Is the Implementation of Mobile Technology Commoditizing the Hotel Experience?
By Mark Heymann Chairman & CEO, Unifocus | January 01, 2017
Mobile technology has pervaded virtually every aspect of our lives, and travel is no exception. As people turn to their mobile devices for assistance with an increasing number of daily activities, the hotel industry has responded with apps designed to streamline processes from checking in to accessing one's room. Starwood Hotels & Resorts pioneered mobile room keys with its SPG Keyless product in 2014 and since then several other major brands have followed suit. There are also apps today that enable SMS two-way communications between guests and hotel staff, facilitating a wide range of interactions, including late check-out requests, room service orders, and restaurant recommendations.

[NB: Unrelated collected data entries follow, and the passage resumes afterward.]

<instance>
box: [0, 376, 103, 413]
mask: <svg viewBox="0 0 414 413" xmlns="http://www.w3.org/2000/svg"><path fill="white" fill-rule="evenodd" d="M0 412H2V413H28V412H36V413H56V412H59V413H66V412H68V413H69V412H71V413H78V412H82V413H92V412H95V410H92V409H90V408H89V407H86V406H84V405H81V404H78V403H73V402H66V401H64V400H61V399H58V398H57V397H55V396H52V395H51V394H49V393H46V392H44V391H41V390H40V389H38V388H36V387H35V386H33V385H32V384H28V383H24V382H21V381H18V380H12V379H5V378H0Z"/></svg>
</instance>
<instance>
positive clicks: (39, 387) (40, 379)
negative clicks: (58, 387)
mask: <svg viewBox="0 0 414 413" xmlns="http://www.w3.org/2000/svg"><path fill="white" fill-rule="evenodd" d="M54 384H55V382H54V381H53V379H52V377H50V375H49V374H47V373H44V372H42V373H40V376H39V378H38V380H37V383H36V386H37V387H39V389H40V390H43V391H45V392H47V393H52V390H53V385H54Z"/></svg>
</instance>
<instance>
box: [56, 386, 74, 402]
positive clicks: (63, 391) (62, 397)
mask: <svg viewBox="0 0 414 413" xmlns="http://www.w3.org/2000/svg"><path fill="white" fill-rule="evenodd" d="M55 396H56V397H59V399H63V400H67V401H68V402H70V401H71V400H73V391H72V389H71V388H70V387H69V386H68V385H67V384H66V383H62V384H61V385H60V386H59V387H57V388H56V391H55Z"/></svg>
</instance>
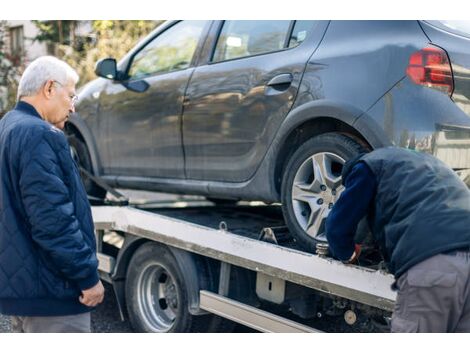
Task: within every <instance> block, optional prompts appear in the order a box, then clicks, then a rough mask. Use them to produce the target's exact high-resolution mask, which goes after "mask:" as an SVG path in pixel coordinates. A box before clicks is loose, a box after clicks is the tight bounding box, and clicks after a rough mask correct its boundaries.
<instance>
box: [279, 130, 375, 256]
mask: <svg viewBox="0 0 470 352" xmlns="http://www.w3.org/2000/svg"><path fill="white" fill-rule="evenodd" d="M365 151H367V150H366V149H365V148H364V147H363V146H362V145H361V144H359V143H358V142H356V141H355V140H353V139H352V138H350V137H348V136H345V135H342V134H339V133H326V134H322V135H319V136H317V137H314V138H312V139H309V140H307V141H306V142H305V143H303V144H302V145H301V146H300V148H298V149H297V150H296V151H295V152H294V153H293V154H292V155H291V157H290V158H289V160H288V162H287V164H286V167H285V168H284V173H283V177H282V184H281V198H282V210H283V215H284V219H285V221H286V224H287V226H288V228H289V230H290V231H291V232H292V235H293V236H294V238H295V239H296V241H297V242H298V243H299V244H300V245H301V247H302V248H303V249H304V250H306V251H308V252H312V253H314V252H315V249H316V244H317V243H319V242H323V243H326V242H327V241H326V236H325V220H326V218H327V217H328V214H329V212H330V210H331V208H332V206H333V204H334V203H335V202H336V200H337V199H338V198H339V195H340V194H341V192H342V191H343V189H344V186H343V185H342V183H341V171H342V167H343V165H344V163H345V162H346V161H347V160H348V159H350V158H352V157H354V156H355V155H357V154H358V153H361V152H365Z"/></svg>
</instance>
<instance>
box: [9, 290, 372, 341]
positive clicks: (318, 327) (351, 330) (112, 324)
mask: <svg viewBox="0 0 470 352" xmlns="http://www.w3.org/2000/svg"><path fill="white" fill-rule="evenodd" d="M103 284H104V286H105V289H106V295H105V300H104V302H103V303H102V304H100V305H99V306H98V308H97V309H96V310H95V311H93V312H92V314H91V330H92V332H94V333H103V332H107V333H132V332H133V331H132V328H131V326H130V324H129V321H127V320H126V321H121V318H120V315H119V310H118V307H117V303H116V300H115V297H114V294H113V291H112V287H111V285H110V284H108V283H105V282H104V283H103ZM310 323H311V324H312V327H314V328H316V329H319V330H321V331H325V332H379V331H378V330H376V329H370V328H366V327H365V326H364V325H363V324H361V323H358V324H355V325H354V326H353V327H351V326H348V325H347V324H346V323H345V322H344V320H343V319H342V318H341V317H324V318H322V319H318V320H313V321H311V322H310ZM5 332H11V327H10V318H9V317H7V316H4V315H1V314H0V333H5ZM234 332H238V333H249V332H256V331H255V330H252V329H250V328H247V327H245V326H242V325H237V327H236V328H235V331H234Z"/></svg>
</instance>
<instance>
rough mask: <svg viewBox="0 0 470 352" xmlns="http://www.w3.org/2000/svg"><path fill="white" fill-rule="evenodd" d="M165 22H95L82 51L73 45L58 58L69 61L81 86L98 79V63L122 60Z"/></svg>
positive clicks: (133, 21) (103, 21)
mask: <svg viewBox="0 0 470 352" xmlns="http://www.w3.org/2000/svg"><path fill="white" fill-rule="evenodd" d="M160 23H162V21H102V20H100V21H93V23H92V28H93V31H92V33H91V35H90V36H89V38H88V40H87V41H86V42H85V43H84V44H83V47H82V48H81V50H77V49H76V48H74V47H73V46H71V45H60V46H59V57H60V56H61V57H62V58H63V60H65V61H67V62H68V63H69V64H70V65H71V66H72V67H73V68H75V69H76V70H77V72H78V74H79V75H80V82H79V85H83V84H84V83H86V82H88V81H90V80H92V79H95V78H96V75H95V73H94V69H95V64H96V62H97V61H98V60H99V59H102V58H106V57H113V58H115V59H117V60H119V59H120V58H122V57H123V56H124V55H125V54H126V53H127V52H128V51H129V50H130V49H131V48H132V47H133V46H134V45H135V44H136V43H137V42H138V41H139V40H140V39H142V38H143V37H144V36H146V35H147V34H148V33H150V31H151V30H153V29H154V28H155V27H156V26H157V25H159V24H160Z"/></svg>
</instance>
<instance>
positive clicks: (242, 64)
mask: <svg viewBox="0 0 470 352" xmlns="http://www.w3.org/2000/svg"><path fill="white" fill-rule="evenodd" d="M317 22H318V21H224V22H221V24H220V26H221V28H220V30H219V32H218V35H217V37H216V38H217V39H216V40H215V43H214V45H213V46H214V48H213V50H212V52H213V54H211V57H210V59H209V63H207V64H205V65H200V66H198V67H197V68H196V70H195V72H194V74H193V76H192V77H191V81H190V83H189V86H188V91H187V98H186V103H185V107H184V114H183V140H184V149H185V156H186V173H187V176H188V178H190V179H198V180H211V181H230V182H242V181H245V180H247V179H249V178H250V177H251V176H252V175H253V174H254V172H255V171H256V169H257V167H258V166H259V164H260V162H261V160H262V158H263V157H264V155H265V153H266V150H267V148H268V147H269V144H270V142H271V140H272V137H273V136H274V135H275V132H276V130H277V128H278V127H279V125H280V123H281V122H282V119H284V118H285V116H286V115H287V113H288V112H289V110H290V109H291V107H292V104H293V102H294V99H295V97H296V94H297V91H298V88H299V84H300V82H301V78H302V74H303V72H304V69H305V66H306V62H307V61H308V58H309V57H310V55H311V54H312V52H313V51H314V49H315V47H316V45H318V42H319V41H320V38H321V35H318V36H316V37H315V38H310V37H311V34H312V32H313V31H315V30H321V29H318V28H316V26H317ZM320 27H322V26H320ZM322 28H323V27H322Z"/></svg>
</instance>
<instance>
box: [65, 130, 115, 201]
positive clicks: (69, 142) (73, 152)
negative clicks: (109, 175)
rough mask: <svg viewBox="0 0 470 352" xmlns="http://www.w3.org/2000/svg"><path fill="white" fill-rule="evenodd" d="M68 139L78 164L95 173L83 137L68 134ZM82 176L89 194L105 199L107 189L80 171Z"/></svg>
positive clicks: (84, 182) (88, 170)
mask: <svg viewBox="0 0 470 352" xmlns="http://www.w3.org/2000/svg"><path fill="white" fill-rule="evenodd" d="M67 139H68V142H69V145H70V153H71V154H72V158H73V159H74V160H75V162H76V163H77V165H78V166H80V167H83V168H84V169H85V170H87V171H88V172H89V173H91V174H93V169H92V166H91V159H90V154H89V153H88V149H87V147H86V145H85V143H84V142H82V140H81V139H79V138H78V137H77V136H75V135H73V134H72V135H68V136H67ZM80 176H81V178H82V182H83V186H84V187H85V191H86V193H87V194H88V195H90V196H92V197H96V198H100V199H103V198H104V197H105V196H106V190H104V189H102V188H101V187H99V186H98V185H96V184H95V183H94V182H93V181H92V180H90V179H89V178H88V177H87V176H85V174H83V173H82V172H80Z"/></svg>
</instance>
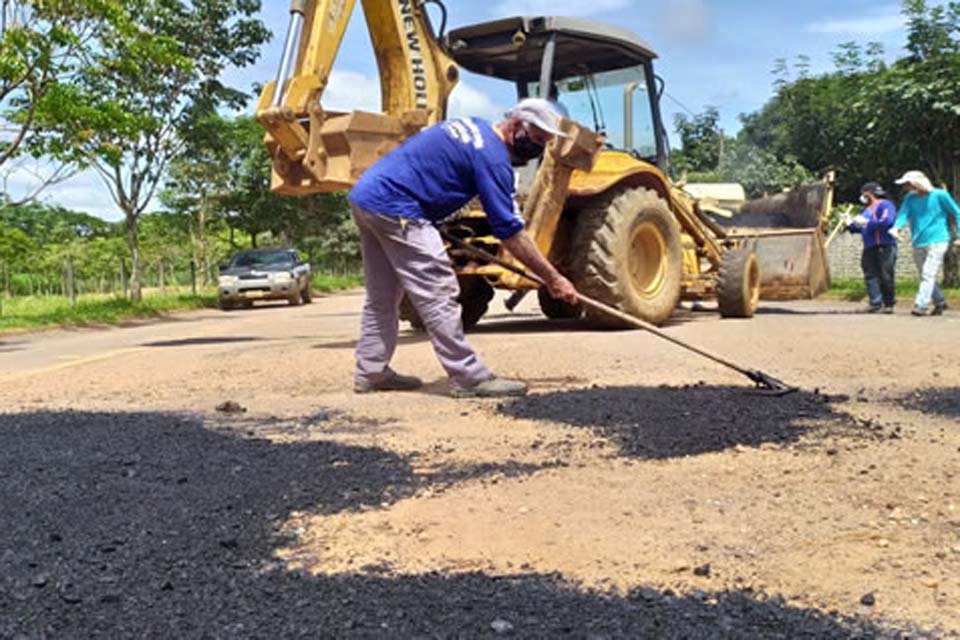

The efficiency factor is clear, with benefits to both the guest (convenience) and the hotel (lower labor costs). But with automation increasing, and a corresponding decrease in face-to-face interaction, is the hotel industry, like the airline industry before it, destined for commoditization? And if so, what, if anything will drive guest loyalty? At the lower end of the market, as long as a basic standard of cleanliness is met, a hotel room is a hotel room, and price is usually the key deciding purchase factor. As one moves up the scale, however, service becomes more of a differentiator. And as it does, technology that reduces staff interaction can be a potential detractor.
The Commoditization of Airlines
As hoteliers consider the effects of automation on the guest experience, they would do well to consider the example of the airline industry. Compare flying today to the early 1980s, when Jan Carlzon took the helm of the struggling SAS Group. Within a year, the CEO had turned around Scandinavian Airlines through a focus on customer service that centered on what he called "moments of truth." In fact, Carlzon has been famously quoted as leading his First Wave seminars with "We have 50,000 moments of truth every day," identifying those moments as every interaction airline staff had with a passenger, and what would have to happen in that moment to create a positive experience.
Fast forward to today, and those moments of truth are few and far between unless one is flying first or business class. Travelers book their flight online, sometimes via a third-party site, check in and get their boarding pass online as well. Once on the plane, an economy passenger is offered a drink at best. The opportunities to change the experience for that passenger, therefore, have become more limited. So with service removed as a differentiator, the key driver of airline repeat business has become the miles one gets to travel for free as part of a loyalty program.